1. Recall (TPR) across groups
    - Rule: High TPR = the model is catching most positives; low TPR = missing many true converters.
    - How to use: Compare TPR across segments; a gap >5–10% signals disparity in model sensitivity.

2. False Positive Rate (FPR) differences
    - Rule: High FPR = model incorrectly flags too many negatives as positives.
    - How to use: If one group has consistently higher FPR, that segment gets “over-scored” → wasted spend.

3. Balance TPR vs FPR
    - Rule: High recall + high FPR means “catch everything but wasteful.”
    - Rule: Low recall + low FPR means “conservative but misses opportunities.”
    - How to use: Identify which strategy each segment is implicitly following.

4. Interpret Precision as ROI efficiency
    - Rule: Precision = of those we target, how many truly convert.
    - How to use: Higher precision → better ROI; lower precision → wasted actions.
    - Tip: Compare precision across segments to see where marketing dollars go furthest.

5. Use Selection Rate to check bias/exposure
    - Rule: Selection Rate = % of group predicted positive.
    - How to use: Very different selection rates between groups → model treats groups unequally, could reflect bias.

6. Consistency across metrics
    - Rule: Don’t just pick one metric; e.g., high TPR but low precision tells a different story than balanced performance.
    - How to use: Triangulate:
    - High TPR + High FPR = overpredictive
    - High Precision + Low TPR = underpredictive
    - Balanced = efficient

7. Disparity ranges (ΔTPR, ΔFPR, etc.)
    - Rule: Disparity = max – min across groups.
    - How to use: Large disparities mean fairness/consistency concerns. Small disparities → stable across groups.

8. Tie metrics back to business
    - Rule: Precision links to ROI efficiency, Recall links to market coverage, FPR links to wasted spend / risk.
    - How to use: Interpret differences not just as stats, but as “where we overspend, underserve, or misallocate.”

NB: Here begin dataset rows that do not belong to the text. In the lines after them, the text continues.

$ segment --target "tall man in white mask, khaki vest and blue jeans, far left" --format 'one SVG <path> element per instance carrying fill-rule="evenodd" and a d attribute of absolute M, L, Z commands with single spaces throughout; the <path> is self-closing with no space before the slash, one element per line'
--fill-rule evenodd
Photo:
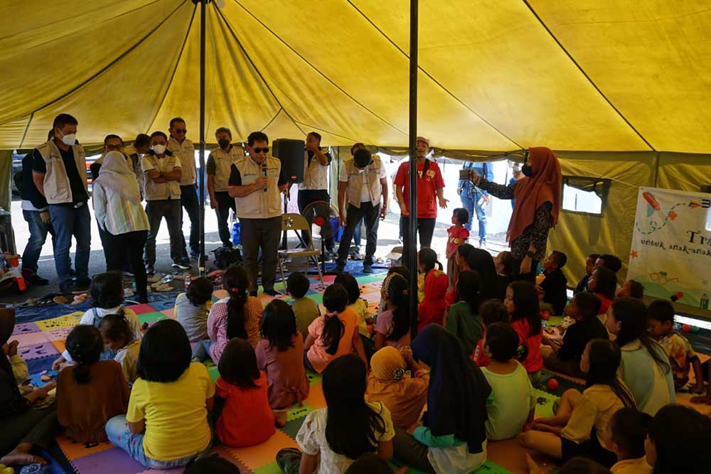
<path fill-rule="evenodd" d="M 59 114 L 54 119 L 54 138 L 33 151 L 32 181 L 46 198 L 56 235 L 55 267 L 60 289 L 84 289 L 90 284 L 91 216 L 84 149 L 77 142 L 77 119 Z M 70 276 L 69 249 L 77 241 L 76 281 Z"/>

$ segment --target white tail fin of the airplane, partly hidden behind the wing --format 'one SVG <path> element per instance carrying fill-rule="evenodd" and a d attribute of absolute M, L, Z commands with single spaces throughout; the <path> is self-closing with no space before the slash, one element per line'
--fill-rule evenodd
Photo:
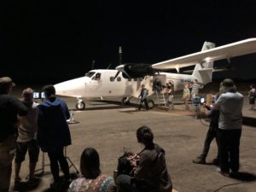
<path fill-rule="evenodd" d="M 215 47 L 215 44 L 211 42 L 205 42 L 201 51 L 212 49 Z M 212 82 L 212 72 L 213 72 L 213 61 L 206 61 L 201 64 L 196 64 L 195 69 L 192 73 L 194 79 L 197 79 L 198 82 L 202 84 L 207 84 Z"/>

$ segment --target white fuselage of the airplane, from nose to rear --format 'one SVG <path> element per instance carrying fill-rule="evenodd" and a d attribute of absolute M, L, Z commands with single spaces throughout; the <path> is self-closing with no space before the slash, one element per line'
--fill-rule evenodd
<path fill-rule="evenodd" d="M 161 80 L 162 84 L 172 81 L 174 90 L 182 90 L 185 82 L 191 83 L 193 81 L 192 75 L 177 73 L 160 73 L 141 79 L 125 79 L 121 73 L 116 79 L 113 79 L 117 70 L 109 69 L 92 70 L 90 73 L 94 74 L 91 77 L 84 76 L 55 84 L 56 95 L 84 98 L 111 96 L 137 97 L 140 93 L 141 85 L 145 84 L 145 88 L 148 89 L 148 95 L 150 96 L 154 93 L 153 84 L 156 77 Z M 96 73 L 101 73 L 100 79 L 95 79 Z"/>

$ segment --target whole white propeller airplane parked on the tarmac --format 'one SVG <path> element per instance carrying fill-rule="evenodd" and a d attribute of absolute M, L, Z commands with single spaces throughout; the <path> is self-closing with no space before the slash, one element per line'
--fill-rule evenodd
<path fill-rule="evenodd" d="M 120 64 L 115 69 L 90 70 L 84 77 L 67 80 L 55 84 L 56 95 L 77 98 L 76 108 L 83 110 L 85 103 L 82 98 L 123 97 L 122 103 L 130 103 L 131 97 L 139 96 L 141 85 L 148 90 L 148 106 L 154 108 L 156 86 L 172 82 L 174 90 L 183 90 L 183 84 L 198 80 L 199 84 L 212 82 L 213 61 L 247 55 L 256 52 L 256 38 L 247 38 L 232 44 L 215 47 L 205 42 L 200 52 L 184 55 L 168 61 L 154 64 Z M 179 73 L 180 68 L 195 66 L 192 74 Z M 177 73 L 166 73 L 176 69 Z"/>

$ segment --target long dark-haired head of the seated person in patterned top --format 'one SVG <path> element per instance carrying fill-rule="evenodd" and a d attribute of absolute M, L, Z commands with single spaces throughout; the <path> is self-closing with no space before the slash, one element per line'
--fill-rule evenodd
<path fill-rule="evenodd" d="M 95 148 L 85 148 L 80 159 L 80 170 L 85 178 L 94 179 L 101 174 L 100 157 Z"/>

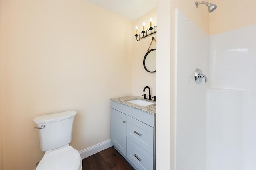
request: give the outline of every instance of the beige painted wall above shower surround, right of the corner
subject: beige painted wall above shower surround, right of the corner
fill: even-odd
[[[210,0],[217,9],[210,14],[210,35],[256,24],[256,0]]]

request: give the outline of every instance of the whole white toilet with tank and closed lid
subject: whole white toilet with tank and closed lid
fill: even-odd
[[[38,116],[33,119],[38,129],[40,149],[45,152],[36,170],[82,170],[82,158],[69,143],[76,111]]]

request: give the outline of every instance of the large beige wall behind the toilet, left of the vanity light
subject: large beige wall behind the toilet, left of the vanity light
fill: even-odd
[[[79,151],[110,139],[109,99],[132,93],[132,21],[86,1],[3,0],[2,9],[4,170],[42,158],[38,115],[76,110]]]

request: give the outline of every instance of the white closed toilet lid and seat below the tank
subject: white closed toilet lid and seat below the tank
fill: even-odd
[[[36,170],[81,170],[82,159],[71,146],[44,154]]]

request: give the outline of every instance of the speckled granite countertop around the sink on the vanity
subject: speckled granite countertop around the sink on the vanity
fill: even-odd
[[[128,102],[130,100],[136,100],[136,99],[145,100],[146,102],[152,102],[155,104],[152,104],[149,106],[140,106],[140,105]],[[118,102],[125,106],[129,106],[129,107],[144,111],[144,112],[152,114],[152,115],[156,115],[156,102],[154,102],[153,100],[144,99],[143,97],[140,97],[140,96],[126,96],[126,97],[120,97],[120,98],[112,98],[110,100],[112,100],[114,102]]]

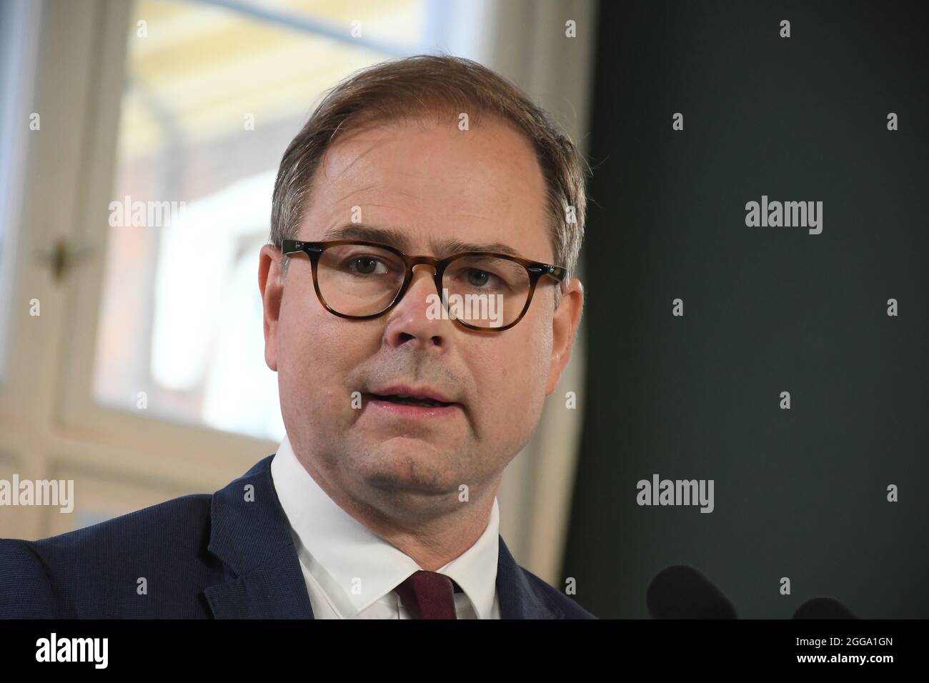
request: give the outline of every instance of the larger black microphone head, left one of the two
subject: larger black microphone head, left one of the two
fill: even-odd
[[[675,564],[648,584],[645,602],[652,619],[737,619],[736,608],[700,571]]]

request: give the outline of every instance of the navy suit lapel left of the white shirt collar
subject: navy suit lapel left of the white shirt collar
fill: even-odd
[[[216,619],[312,619],[290,525],[271,481],[273,455],[213,494],[207,549],[231,577],[203,591]]]

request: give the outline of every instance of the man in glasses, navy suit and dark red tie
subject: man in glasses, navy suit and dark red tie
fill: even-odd
[[[278,453],[212,496],[0,543],[0,615],[592,618],[517,565],[496,500],[569,361],[584,206],[569,139],[475,62],[336,87],[260,255]]]

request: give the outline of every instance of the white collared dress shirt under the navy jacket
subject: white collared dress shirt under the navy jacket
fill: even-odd
[[[414,619],[394,590],[415,560],[369,530],[325,493],[300,464],[285,435],[271,460],[271,479],[291,527],[316,619]],[[500,509],[474,545],[439,567],[461,586],[458,619],[500,619],[497,596]]]

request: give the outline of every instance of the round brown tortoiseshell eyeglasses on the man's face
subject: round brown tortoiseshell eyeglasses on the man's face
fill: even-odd
[[[435,270],[438,296],[428,296],[427,315],[493,332],[508,330],[522,320],[543,275],[561,286],[568,277],[562,266],[491,252],[407,256],[386,244],[356,240],[284,240],[282,251],[287,256],[309,256],[313,287],[322,306],[352,320],[377,318],[397,306],[410,287],[413,266],[419,264]]]

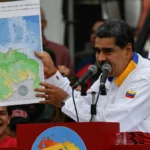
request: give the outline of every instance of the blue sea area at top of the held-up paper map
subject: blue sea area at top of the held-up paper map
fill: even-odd
[[[0,18],[0,48],[20,44],[41,52],[39,15]]]

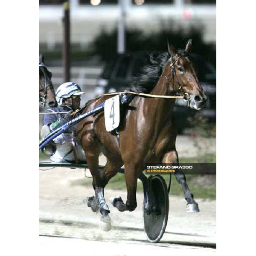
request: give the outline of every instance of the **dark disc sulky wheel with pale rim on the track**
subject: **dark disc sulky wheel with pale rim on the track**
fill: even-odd
[[[160,175],[149,177],[148,201],[150,212],[143,203],[144,230],[148,241],[157,243],[165,232],[169,213],[169,193],[166,182]]]

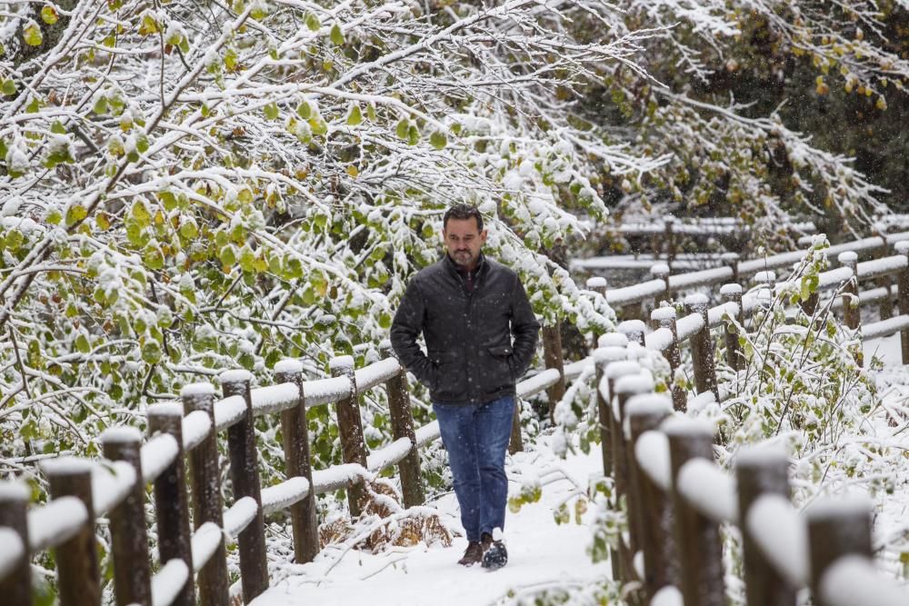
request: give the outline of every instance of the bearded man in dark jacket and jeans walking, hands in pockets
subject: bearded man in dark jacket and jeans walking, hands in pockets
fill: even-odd
[[[447,253],[407,285],[391,341],[430,391],[467,534],[458,563],[494,569],[508,558],[501,532],[514,383],[534,357],[540,324],[517,274],[482,253],[480,212],[454,204],[442,225]],[[416,343],[420,333],[426,353]]]

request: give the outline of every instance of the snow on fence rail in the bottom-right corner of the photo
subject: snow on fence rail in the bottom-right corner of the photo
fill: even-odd
[[[834,561],[821,576],[818,591],[829,606],[905,606],[909,591],[874,568],[861,555]]]

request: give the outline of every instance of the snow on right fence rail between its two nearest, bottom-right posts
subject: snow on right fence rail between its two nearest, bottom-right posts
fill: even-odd
[[[792,503],[767,494],[745,514],[745,529],[774,569],[793,587],[808,584],[808,529]]]

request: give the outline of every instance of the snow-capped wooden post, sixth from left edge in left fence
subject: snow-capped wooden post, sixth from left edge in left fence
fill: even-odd
[[[246,412],[239,422],[227,428],[227,451],[230,455],[230,475],[234,483],[234,500],[244,497],[255,500],[252,522],[240,531],[240,581],[243,601],[249,603],[268,589],[268,565],[265,561],[265,516],[262,513],[262,488],[259,484],[259,457],[255,446],[253,398],[249,383],[253,375],[245,370],[225,371],[218,375],[225,398],[239,397]]]

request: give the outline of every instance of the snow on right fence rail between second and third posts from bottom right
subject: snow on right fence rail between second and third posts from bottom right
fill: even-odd
[[[694,458],[678,473],[678,491],[685,500],[716,523],[738,523],[735,482],[714,462]]]

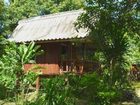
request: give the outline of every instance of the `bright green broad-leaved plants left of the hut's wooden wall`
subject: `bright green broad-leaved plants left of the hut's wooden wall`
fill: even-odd
[[[34,42],[28,45],[7,44],[5,54],[0,58],[0,85],[14,91],[16,95],[19,92],[23,94],[28,92],[37,74],[33,71],[25,72],[24,64],[29,63],[35,55],[40,53],[38,49]]]

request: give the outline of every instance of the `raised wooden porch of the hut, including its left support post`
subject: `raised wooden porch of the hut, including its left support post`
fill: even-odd
[[[91,72],[99,68],[99,64],[93,61],[95,48],[87,42],[48,42],[38,43],[44,53],[37,56],[36,64],[26,64],[25,70],[28,71],[34,66],[41,69],[37,79],[36,89],[40,87],[40,79],[49,76],[60,75],[67,72],[82,74]]]

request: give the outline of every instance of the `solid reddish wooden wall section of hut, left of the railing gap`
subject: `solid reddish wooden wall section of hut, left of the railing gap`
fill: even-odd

9. Volume matters (the n column)
    - Rule: Large groups dominate business impact even if gaps are small. Small groups may be noisy but less critical.
    - How to use: Always weigh metrics against group size before prioritizing fixes.

10. Systematic patterns
    - Rule: If multiple segments (e.g., certain channels or regions) show the same skew (e.g., lower precision), that’s a structural model bias.
    - How to use: Flag as “model design issue” vs. “random noise.”